On a 30cm pan boil the vegetables (at least 700 gr) in salted water and wring them well. Add 3 eggs, 200 gr of Quartirolo cheese, 30 gr of Parmigiano cheese in a large bowl and mix well. Add the herbs and season with salt.
Let’s move on to phyllo pastry: you will need butter, lots of butter, to make sure the dough remains crunchy and the sheets do not stick together
Cover the cake pan with 3 sheets of phyllo pastry after buttering them well, make a layer with the filling, another layer of phyllo pastry (3 buttered sheets once again), more filling and finally another 2 or 3 sheets of phyllo pastry to close it all.
Put in the oven at 180° for 25 minutes and it’s ready. Let it cool before cutting, the slices will be more precise.
Who said Quartirolo Lombardo cheese can’t be used for dessert? Well, they have surely never tasted this fantastic cheesecake, delicate and fresh!
For the base you can use your favourite cookies, crumbled and combined with melted butter. The proportion is 70 gr of butter per 150 gr of biscuits, but it also depends on the quality of the cookies. If they’re pretty dry you might need some extra butter.

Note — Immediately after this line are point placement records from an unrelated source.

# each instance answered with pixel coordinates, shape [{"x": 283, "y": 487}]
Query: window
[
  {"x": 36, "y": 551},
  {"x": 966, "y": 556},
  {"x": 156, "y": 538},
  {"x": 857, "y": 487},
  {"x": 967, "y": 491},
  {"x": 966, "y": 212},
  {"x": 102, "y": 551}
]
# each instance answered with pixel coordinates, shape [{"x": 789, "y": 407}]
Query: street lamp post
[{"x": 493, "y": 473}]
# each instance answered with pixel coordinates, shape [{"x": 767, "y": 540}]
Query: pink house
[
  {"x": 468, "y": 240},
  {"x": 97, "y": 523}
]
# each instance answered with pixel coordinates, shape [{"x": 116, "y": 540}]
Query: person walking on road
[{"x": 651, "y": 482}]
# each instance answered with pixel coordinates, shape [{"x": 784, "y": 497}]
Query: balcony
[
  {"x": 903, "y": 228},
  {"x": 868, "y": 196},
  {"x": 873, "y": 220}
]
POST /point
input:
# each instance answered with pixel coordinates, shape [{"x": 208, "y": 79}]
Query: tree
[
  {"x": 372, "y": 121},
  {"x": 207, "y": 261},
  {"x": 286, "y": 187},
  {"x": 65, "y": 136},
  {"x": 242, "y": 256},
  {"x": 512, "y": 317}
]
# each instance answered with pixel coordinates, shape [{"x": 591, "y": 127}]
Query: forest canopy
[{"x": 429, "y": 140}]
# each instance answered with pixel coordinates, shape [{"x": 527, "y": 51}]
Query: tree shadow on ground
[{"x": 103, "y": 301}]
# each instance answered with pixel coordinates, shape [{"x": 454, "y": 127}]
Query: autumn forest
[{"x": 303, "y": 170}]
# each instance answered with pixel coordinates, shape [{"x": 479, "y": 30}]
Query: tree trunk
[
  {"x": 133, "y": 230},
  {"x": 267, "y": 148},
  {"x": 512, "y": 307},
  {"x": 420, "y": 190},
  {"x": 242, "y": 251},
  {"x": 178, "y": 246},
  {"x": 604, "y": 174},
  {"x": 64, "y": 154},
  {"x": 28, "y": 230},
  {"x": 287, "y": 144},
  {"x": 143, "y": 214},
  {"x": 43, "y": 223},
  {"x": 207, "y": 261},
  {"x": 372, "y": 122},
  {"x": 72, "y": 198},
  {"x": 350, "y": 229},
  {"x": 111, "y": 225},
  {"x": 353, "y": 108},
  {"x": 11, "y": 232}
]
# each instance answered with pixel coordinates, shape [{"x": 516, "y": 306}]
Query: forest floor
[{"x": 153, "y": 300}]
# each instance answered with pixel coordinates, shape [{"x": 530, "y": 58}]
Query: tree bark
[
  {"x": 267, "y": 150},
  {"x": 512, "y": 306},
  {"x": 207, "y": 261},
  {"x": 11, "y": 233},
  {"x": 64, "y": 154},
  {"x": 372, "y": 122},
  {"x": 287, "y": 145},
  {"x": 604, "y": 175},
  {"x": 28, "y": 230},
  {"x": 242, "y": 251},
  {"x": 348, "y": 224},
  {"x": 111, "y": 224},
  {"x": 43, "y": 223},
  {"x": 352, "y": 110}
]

Transfer the mix to a pan for 6 people, compact it with the back of a spoon and put in the fridge for at least half an hour.
In the meantime prepare the custard: combine 300 gr of Quartirolo Lombardo cheese, 100 gr of ricotta cheese and 150 gr of granulated sugar. Whip 200 gr of cream until stiff and add to the mixture, stirring from the bottom upwards.
Pour everything into the mold with the cookies, level the surface and put again in the fridge for at least 6 hours. You can pair the cheesecake with a strawberry coulis, some diced peaches, berries, caramel or chocolate sauce or pistachio grains.
Quartirolo Lombardo cheese is as good as it is easy to use in the kitchen, a true wild card to always have in the fridge to enrich every dish with taste and creativity.
These are just a few simple and tasty ideas, but the list of dishes you can make with Quartirolo cheese is potentially endless. Appetizers, first and second courses and desserts, where will you start?